体は言うことを聞かない。ドアは越えられない壁のようだった。力は尽きかけ、わずかに這い寄るのがやっと。


カウンター近くの椅子を掴み、それを支えに必死で体を持ち上げる。全身が悲鳴を上げる。それでも、なんとかドアノブに手が届く高さまで上がった。心臓が激しく打つ中、ドアを押し開ける。


「4分!」


地下室が見える。しかし最大の難関は階段だった。残り1分。這ってでも下りるしかない。足は役に立たない。痛みの中、必死に一段ずつ進む。
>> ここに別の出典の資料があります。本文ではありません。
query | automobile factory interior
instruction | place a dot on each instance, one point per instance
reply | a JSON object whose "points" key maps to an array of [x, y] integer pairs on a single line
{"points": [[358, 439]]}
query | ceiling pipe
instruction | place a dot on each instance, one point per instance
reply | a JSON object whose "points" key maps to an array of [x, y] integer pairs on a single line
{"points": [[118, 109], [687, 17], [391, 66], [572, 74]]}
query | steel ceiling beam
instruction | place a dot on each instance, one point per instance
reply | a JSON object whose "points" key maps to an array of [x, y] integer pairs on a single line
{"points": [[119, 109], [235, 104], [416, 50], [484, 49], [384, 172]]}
だが、弱りきった体は裏切った。手が滑り、体勢を崩し、俺は階段を転げ落ちた。


ドン、と鈍い音とともに床へ叩きつけられる。体はぐしゃりと崩れ落ちた。


全身に痛みが燃え広がる。かろうじて顔を上げると、目の前にベッドが見えた。近いのに、遠い。動くたび激痛が走る。かろうじて動くのは右腕だけ。


「4分30秒。」


残った力をその腕に込め、体を少しずつ引きずる。一寸進むごとに勝利のようだった。


「4分40秒。」


悔しさと痛みで涙が溢れる。味方だったはずの体が、今は最大の敵だ。必死に動こうとするが、手足は応えない。


「4分50秒。」


ベッドまであと2メートル。しかし途方もない距離に感じる。右腕は震え、進みは止まりかけている。力はほとんど残っていない。絶望が押し寄せる。


「5。」


失敗した、と悟る。


「4。」


どれだけ心で叫んでも、体は動かない。


「3。」


秒針が死刑宣告のように刻まれる。


「2。」


ベッドは目の前なのに、届かない。


「1。」


最後の一秒が過ぎた。残酷な現実が確定する。俺は負けた。


失敗の重みが錨のようにのしかかる。力尽き、涙が床に落ちる。


足音が近づいてくる。聞き慣れた、あの規則正しい音。悪夢の始まりからずっと付きまとってきた足音。


「ほらね。やっぱり私の助けが必要でしょう? 普通なら浴室から地下室まで1分よ。多めにあげたのに」


声は明るい。しかしそこには見下すような満足が滲んでいた。


「……」


「見てごらんなさい。前よりもっとボロボロじゃない。まあ仕方ないわね。私がちゃんと世話してあげる」


パシャ。


カメラの音が響く。見えなくても分かる。


写真は全部物語を語る……


きっとこの一枚は、俺が最後の抵抗の権利を失った瞬間を語るんだろう。


俺は動けないまま、彼女があの不気味な笑みを浮かべて近づいてくるのを感じていた。


圧し潰されるような現実の重さの中で、俺はただ、静かに運命を受け入れることしかできなかった。